EuAuto Technology
- Industry: Automotive
- Founded: ^{[when?]}
- Defunct: 24 May 2010
- Fate: Acquired by GreenTech Automotive (GTA)
- Headquarters: Hong Kong, China
- Key people: Sinling Chung (Chief Executive)
- Products: Electric cars
- Parent: GreenTech Automotive

= EuAuto Technology =

EuAuto Technology Limited was a company in Hong Kong that developed the MyCar electric automobile. The company specialized in "design, develop, manufacture and sales of environmentally friendly vehicles for global markets."

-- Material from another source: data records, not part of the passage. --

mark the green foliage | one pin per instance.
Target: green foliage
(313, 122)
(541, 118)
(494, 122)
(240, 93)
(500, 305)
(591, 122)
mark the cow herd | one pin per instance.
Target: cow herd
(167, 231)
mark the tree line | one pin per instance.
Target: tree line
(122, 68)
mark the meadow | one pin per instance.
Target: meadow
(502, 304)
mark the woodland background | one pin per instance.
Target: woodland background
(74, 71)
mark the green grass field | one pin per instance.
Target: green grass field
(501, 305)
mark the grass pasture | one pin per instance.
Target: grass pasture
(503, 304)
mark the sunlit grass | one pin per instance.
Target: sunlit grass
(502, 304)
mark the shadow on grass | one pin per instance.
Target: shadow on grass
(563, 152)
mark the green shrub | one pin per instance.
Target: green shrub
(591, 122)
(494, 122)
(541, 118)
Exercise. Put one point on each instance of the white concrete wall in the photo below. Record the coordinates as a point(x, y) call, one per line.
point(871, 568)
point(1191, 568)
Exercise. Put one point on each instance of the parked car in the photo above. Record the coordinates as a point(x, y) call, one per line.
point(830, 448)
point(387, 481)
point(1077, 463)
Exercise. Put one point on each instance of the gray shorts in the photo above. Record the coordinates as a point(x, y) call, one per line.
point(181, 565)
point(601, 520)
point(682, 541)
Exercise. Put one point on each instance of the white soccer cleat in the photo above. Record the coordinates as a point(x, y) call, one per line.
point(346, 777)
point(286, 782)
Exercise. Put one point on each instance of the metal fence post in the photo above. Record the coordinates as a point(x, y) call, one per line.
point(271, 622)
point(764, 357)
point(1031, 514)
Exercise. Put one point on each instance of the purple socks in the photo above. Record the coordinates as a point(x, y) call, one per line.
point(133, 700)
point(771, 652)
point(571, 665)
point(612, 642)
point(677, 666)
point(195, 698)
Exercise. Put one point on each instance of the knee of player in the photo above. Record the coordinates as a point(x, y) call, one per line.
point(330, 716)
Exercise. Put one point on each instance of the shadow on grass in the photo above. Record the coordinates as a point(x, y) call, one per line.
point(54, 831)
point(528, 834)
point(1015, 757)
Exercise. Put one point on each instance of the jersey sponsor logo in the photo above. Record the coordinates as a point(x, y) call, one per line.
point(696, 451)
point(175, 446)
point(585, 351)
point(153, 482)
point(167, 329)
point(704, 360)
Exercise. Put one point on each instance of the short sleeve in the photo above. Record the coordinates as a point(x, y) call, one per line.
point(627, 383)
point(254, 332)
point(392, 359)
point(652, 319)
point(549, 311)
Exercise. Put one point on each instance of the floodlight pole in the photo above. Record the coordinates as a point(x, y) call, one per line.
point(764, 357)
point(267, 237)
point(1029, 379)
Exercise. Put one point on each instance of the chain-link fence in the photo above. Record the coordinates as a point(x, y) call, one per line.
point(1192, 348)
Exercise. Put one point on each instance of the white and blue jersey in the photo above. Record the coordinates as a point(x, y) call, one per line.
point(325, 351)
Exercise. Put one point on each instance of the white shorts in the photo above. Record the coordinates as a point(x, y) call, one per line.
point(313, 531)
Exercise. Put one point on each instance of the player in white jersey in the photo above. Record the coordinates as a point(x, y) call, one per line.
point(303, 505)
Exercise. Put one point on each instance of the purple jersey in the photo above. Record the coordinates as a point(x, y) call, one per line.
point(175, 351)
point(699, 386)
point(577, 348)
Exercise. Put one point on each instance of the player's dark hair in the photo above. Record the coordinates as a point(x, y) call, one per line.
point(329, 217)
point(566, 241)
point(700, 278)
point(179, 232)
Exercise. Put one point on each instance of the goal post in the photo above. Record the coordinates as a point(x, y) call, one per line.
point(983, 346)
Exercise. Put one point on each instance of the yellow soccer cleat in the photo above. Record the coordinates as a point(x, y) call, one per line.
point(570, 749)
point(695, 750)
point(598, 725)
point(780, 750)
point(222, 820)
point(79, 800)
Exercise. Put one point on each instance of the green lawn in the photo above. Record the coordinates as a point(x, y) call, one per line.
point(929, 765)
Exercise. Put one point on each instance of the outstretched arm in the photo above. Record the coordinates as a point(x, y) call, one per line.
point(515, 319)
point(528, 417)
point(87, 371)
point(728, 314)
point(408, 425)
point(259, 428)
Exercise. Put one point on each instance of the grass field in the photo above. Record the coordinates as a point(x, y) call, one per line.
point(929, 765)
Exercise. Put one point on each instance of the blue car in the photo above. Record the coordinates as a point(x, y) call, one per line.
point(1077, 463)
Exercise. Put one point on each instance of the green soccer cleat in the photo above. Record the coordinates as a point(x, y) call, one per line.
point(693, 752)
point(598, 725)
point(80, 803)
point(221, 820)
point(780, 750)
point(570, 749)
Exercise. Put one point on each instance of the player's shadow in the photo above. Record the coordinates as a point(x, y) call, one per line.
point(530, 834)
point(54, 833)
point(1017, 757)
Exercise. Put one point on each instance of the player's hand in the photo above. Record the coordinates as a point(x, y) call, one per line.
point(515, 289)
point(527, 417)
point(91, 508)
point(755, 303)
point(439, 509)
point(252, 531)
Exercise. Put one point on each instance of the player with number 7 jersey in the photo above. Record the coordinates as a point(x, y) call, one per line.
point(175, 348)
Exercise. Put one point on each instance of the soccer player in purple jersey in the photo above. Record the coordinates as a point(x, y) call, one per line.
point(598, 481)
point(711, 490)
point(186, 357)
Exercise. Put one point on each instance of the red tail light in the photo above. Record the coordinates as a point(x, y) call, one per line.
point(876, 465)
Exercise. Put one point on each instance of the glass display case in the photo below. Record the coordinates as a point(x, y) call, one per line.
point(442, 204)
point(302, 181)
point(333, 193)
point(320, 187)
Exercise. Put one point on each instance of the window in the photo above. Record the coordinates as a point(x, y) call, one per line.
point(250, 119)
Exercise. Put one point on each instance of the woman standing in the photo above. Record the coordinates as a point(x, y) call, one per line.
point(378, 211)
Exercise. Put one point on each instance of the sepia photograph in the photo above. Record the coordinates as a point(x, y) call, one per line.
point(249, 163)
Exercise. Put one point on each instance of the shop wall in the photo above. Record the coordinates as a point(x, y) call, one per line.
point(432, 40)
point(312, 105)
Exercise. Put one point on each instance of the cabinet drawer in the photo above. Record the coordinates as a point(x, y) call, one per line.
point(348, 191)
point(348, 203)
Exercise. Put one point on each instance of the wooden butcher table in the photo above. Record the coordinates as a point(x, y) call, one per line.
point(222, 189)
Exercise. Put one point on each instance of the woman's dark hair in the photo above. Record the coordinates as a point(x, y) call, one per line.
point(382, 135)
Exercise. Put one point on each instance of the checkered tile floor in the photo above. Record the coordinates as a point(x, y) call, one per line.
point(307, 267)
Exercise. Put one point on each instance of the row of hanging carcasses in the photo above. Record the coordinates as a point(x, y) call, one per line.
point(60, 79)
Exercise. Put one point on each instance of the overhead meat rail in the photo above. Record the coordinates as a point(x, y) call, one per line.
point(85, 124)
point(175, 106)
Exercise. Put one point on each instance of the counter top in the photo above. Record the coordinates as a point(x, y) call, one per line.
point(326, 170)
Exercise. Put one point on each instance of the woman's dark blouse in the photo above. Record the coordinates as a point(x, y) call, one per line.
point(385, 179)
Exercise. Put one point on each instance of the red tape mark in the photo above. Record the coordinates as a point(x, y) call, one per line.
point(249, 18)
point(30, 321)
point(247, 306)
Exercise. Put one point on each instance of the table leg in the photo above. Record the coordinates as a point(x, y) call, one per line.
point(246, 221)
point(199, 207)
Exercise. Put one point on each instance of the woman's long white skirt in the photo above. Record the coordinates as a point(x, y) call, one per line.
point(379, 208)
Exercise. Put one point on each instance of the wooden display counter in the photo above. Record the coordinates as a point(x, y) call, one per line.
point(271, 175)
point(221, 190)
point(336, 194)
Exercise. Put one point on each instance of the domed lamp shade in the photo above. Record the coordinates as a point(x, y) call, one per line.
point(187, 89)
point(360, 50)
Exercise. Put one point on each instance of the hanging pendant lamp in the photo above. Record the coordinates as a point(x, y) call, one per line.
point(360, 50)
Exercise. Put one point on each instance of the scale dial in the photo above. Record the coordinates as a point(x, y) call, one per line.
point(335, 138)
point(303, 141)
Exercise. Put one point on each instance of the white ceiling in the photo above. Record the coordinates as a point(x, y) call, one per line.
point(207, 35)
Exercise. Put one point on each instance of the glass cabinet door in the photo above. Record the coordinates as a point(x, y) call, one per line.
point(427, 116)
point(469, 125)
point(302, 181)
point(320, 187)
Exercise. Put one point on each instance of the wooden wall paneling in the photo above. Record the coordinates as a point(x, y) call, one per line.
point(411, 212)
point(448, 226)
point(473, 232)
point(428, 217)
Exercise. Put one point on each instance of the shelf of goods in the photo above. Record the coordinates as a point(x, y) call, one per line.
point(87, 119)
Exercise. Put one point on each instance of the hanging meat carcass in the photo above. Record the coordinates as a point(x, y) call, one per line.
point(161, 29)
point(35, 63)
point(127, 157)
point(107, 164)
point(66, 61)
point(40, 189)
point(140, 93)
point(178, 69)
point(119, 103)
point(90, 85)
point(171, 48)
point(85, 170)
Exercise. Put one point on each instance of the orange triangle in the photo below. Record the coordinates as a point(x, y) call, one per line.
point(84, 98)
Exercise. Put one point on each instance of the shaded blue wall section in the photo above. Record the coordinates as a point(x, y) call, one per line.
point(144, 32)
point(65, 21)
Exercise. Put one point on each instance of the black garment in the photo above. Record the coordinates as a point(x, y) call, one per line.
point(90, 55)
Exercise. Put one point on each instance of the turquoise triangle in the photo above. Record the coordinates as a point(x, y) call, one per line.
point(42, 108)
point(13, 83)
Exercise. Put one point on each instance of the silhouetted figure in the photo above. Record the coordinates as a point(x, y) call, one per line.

On 24 May 2010, GreenTech Automotive (GTA) acquired EuAuto Technology. GreenTech Automotive relocated the company's operations and manufacturing to the United States. GreenTech Automotive's first manufacturing facility was temporarily in Horn Lake, Mississippi. GreenTech Automotive declined an Associated Press request to tour the Horn Lake manufacturing facility.
GreenTech produced few cars, if any. GreenTech declared bankruptcy in February 2018.

==Models==
===MyCar===

The MyCar was styled by Giorgetto Giugiaro of Italdesign. The propulsion system was engineered in co-operation with Hong Kong Polytechnic University.